© 2009 BMJ Publishing Group & Royal College of Paediatrics and Child Health
Ethnicity testing before adoption; a help or hindrance?
1 Univ Southampton, United Kingdom;
2 University of Southampton, United Kingdom;
3 Southampton Universities Hospital NHS Trust, United Kingdom
Correspondence to: Anneke Lucassen, Cancer Sciences, Univ Southampton, Dept Clinical Genetics, Princess Anne Hospital, MP105, Level G, Southampton, SO16 5YA, United Kingdom; annekel{at}soton.ac.uk
Accepted 21 September 2009
Several different companies now sell DNA ancestry or ethnicity testing kits via the internet. A small sample of a persons blood or saliva can be sent via the post, its DNA extracted, and a panel of polymorphic genetic markers can be analysed. This information is then used to provide a breakdown of a persons racial origins by categorizing someone as a percentage of their ancestry that is African, East Asian, Native American or European.
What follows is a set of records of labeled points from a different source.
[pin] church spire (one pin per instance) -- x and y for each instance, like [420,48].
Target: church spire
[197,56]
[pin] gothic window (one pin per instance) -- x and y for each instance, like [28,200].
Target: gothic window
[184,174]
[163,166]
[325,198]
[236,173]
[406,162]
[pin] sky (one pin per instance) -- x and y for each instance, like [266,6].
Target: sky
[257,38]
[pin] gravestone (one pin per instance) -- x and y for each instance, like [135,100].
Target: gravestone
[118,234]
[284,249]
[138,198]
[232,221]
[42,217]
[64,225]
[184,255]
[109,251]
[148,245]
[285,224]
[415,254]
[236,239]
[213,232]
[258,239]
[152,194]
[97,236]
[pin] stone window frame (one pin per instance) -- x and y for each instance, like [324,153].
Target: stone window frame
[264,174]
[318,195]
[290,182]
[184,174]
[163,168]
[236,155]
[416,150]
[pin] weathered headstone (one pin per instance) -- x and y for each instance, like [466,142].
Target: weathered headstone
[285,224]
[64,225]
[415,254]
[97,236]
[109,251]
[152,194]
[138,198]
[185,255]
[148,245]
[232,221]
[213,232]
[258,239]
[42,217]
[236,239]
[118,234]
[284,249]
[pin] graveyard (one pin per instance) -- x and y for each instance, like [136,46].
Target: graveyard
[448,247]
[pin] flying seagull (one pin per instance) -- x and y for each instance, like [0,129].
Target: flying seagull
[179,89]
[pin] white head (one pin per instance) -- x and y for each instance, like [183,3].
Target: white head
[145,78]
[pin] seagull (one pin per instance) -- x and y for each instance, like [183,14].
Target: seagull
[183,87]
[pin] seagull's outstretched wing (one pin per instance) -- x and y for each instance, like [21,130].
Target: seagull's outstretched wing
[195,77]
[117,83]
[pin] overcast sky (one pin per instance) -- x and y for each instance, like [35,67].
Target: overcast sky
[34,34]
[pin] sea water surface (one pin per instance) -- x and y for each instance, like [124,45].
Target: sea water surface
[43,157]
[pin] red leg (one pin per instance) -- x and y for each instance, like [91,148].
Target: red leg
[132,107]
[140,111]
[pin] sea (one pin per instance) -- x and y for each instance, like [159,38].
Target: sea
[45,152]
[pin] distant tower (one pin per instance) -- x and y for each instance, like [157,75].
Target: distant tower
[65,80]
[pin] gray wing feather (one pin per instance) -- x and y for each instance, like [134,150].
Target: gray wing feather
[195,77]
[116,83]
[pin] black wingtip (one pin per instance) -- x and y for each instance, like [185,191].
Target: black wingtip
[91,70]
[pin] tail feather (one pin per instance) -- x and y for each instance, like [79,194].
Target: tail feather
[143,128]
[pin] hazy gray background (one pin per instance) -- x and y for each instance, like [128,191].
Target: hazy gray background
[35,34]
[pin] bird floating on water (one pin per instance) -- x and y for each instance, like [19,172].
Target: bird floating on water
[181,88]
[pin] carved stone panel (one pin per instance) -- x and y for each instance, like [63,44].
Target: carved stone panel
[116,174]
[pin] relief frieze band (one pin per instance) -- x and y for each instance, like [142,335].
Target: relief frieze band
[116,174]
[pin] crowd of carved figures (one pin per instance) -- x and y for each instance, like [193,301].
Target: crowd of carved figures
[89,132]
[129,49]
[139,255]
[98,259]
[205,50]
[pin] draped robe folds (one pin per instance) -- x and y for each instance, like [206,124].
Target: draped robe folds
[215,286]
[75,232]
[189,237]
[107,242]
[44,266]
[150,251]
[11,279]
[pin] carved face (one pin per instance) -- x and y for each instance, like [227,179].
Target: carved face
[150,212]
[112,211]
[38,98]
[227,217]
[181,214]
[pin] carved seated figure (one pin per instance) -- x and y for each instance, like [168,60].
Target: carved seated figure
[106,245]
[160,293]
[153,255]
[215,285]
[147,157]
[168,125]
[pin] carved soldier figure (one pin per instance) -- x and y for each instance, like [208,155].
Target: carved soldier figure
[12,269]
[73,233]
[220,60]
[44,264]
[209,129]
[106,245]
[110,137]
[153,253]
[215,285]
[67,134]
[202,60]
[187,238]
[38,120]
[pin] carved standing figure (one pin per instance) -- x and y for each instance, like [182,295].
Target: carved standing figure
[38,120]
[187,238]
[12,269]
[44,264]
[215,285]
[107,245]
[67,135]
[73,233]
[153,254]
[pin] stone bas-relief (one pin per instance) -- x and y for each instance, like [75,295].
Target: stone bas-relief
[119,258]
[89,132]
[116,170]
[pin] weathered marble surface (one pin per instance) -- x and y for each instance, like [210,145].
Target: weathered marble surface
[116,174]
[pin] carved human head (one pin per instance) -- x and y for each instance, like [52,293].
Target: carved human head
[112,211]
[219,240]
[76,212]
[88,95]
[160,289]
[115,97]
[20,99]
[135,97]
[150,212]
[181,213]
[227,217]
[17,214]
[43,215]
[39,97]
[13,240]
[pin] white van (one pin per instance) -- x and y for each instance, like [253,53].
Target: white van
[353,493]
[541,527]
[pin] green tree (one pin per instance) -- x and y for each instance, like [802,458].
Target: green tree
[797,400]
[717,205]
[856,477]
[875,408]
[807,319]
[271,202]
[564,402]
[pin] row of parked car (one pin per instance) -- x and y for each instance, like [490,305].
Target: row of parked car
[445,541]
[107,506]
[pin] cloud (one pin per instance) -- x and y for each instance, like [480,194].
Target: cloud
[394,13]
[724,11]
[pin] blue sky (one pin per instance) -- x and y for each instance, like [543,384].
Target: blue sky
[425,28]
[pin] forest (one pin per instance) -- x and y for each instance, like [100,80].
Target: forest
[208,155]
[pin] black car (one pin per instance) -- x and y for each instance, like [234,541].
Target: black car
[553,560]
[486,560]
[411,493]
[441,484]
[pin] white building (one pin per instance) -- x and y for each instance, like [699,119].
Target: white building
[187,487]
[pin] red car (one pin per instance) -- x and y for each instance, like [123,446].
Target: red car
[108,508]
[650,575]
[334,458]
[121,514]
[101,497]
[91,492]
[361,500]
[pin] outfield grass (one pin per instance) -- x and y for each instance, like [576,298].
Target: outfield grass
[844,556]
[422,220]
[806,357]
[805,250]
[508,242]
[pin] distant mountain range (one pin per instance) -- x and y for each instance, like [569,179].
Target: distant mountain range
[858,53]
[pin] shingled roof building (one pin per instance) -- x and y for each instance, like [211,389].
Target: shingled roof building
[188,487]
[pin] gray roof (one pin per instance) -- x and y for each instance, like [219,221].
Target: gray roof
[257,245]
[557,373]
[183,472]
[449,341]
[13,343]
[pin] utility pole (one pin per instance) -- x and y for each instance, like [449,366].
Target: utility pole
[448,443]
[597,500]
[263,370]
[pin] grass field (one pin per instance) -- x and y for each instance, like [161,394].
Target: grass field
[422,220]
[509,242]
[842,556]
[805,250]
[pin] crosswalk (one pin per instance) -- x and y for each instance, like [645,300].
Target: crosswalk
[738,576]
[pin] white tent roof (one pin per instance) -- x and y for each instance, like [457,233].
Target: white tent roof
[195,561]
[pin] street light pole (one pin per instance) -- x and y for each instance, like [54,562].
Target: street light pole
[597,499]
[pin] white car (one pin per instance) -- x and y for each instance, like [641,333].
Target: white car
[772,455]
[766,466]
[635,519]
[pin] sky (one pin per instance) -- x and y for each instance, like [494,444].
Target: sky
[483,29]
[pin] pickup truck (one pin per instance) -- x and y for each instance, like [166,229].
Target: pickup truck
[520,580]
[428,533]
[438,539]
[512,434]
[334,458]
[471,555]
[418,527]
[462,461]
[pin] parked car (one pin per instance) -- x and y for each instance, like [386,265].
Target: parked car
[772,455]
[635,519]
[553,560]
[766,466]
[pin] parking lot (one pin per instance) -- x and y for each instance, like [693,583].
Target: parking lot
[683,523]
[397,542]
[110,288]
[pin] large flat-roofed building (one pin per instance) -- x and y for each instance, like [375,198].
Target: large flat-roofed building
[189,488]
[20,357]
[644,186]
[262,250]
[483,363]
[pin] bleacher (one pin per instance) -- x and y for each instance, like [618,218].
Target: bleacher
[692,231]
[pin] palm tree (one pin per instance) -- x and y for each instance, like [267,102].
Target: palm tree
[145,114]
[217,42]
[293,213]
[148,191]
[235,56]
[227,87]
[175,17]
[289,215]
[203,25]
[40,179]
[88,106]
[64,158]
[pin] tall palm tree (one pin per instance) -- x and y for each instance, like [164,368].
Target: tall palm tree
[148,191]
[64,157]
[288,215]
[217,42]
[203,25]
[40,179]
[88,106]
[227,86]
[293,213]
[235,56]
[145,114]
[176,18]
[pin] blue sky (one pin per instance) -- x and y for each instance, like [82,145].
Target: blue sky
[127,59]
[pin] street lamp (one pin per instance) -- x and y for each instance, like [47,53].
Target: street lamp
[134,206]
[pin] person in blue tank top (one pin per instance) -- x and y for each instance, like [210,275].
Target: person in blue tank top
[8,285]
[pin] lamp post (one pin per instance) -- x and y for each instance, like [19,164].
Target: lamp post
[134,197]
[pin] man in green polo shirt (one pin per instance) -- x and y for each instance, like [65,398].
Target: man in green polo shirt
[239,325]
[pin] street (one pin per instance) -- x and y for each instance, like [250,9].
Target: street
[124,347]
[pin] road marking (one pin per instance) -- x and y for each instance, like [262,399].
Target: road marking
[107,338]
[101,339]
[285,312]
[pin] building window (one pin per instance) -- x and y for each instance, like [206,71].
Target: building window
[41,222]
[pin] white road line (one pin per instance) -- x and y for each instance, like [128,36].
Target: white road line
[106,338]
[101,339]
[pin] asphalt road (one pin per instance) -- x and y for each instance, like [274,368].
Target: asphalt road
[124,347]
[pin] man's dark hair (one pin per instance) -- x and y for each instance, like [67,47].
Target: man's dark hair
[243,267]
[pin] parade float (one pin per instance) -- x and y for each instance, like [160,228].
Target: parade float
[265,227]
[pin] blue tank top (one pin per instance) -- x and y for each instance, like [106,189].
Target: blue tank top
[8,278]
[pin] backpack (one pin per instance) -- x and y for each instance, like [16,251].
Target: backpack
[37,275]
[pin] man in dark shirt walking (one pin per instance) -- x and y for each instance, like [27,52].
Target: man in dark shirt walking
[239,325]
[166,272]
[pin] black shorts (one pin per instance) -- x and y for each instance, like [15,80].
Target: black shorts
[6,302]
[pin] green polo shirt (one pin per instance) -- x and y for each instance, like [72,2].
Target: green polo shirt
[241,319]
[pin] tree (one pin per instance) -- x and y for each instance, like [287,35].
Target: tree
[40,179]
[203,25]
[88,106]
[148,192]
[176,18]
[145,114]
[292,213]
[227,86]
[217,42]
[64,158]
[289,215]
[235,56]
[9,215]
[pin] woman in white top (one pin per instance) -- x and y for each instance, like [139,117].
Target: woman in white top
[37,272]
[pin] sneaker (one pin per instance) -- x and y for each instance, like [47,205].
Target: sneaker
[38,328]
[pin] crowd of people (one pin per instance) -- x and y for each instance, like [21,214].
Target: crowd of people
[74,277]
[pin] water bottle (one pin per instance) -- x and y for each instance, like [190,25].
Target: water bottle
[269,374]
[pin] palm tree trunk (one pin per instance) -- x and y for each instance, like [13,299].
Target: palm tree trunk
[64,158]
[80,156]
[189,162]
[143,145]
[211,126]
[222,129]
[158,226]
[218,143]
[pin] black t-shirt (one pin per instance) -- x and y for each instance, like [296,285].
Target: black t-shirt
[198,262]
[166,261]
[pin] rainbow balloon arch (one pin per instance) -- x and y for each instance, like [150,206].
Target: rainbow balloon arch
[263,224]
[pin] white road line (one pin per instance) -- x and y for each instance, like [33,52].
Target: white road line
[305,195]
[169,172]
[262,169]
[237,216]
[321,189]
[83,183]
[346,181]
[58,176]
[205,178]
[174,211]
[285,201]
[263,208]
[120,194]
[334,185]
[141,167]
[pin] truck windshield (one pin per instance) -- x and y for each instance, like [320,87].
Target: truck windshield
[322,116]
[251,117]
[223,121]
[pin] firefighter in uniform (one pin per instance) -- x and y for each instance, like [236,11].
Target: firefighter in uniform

Whilst these kits have proved very popular with adults interested in genealogy, we have recently become aware of their use in adoption and fostering cases in attempts to determine a child's ethnicity. We believe such use is inappropriate and indicates both a misunderstanding of the concept of ethnicity and the technical limitations of such genetic tests. We urge extreme caution in their use in any adoption and fostering decisions.